『天平の甍』(1980)

●社会派監督 熊井啓作品、原作:井上靖

●これも名前はしばしば聞く作品だが、ずっと未見であった。

●話、本(脚本)のスケールは日本から海を渡り唐の仏教世界間で広がっていて極めて大きいのだけれど、観る映像にそのスケール感が無い。

遣唐使、鑑真和上に関する歴史物として映画というよりも、史実を説明するような作品。

●ナレーションで話を進めるのは映画としてはよくない形である。これは、ある意味映像表現自体を回避していることにもなる。だからこの作品は映画というよりも日本の仏教に影響を及ぼした一人の歴史人物の解説映画のようになってしまっている。

●唐の人々も僧もみな日本語でセリフを話している。これも今作ればより真実味を出す為、中国語での会話になっていたことだろう。当時としてはそこまではやりきれなかったということであろうが。

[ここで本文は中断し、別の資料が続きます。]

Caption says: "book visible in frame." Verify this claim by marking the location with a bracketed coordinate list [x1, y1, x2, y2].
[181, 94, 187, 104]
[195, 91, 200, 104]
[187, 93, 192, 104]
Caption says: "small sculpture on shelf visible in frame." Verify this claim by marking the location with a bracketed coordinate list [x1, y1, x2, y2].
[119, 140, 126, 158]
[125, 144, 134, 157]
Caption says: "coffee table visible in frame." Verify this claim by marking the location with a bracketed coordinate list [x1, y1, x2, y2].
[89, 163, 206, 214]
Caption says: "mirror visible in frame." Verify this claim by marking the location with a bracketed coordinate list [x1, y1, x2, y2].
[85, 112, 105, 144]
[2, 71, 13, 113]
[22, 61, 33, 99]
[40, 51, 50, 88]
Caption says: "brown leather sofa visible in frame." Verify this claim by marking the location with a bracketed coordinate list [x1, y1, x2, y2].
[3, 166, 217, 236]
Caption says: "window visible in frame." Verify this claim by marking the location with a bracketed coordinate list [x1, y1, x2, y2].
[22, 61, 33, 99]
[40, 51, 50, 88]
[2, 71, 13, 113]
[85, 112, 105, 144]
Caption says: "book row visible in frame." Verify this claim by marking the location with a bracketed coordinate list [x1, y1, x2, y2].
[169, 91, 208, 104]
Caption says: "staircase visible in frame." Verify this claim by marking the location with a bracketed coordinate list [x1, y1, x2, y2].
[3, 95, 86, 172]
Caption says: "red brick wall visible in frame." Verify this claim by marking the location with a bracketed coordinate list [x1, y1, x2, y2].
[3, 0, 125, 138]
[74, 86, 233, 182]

角川映画の大ブームから勢いづいた邦画界が、とにかく大作を!社の威信をかけた名作を撮れとばかりに製作したような映画。

●もし、今の中国がこんな映画を作ったら(作らないだろうが)物凄い金の掛かった映画が出来ていたことだろう。1980年頃の当時としてはふんだんな中国ロケなど、相当の予算が投じられた作品であろうが、絵に日本と中国をつなぐようなスケール感は感じられない。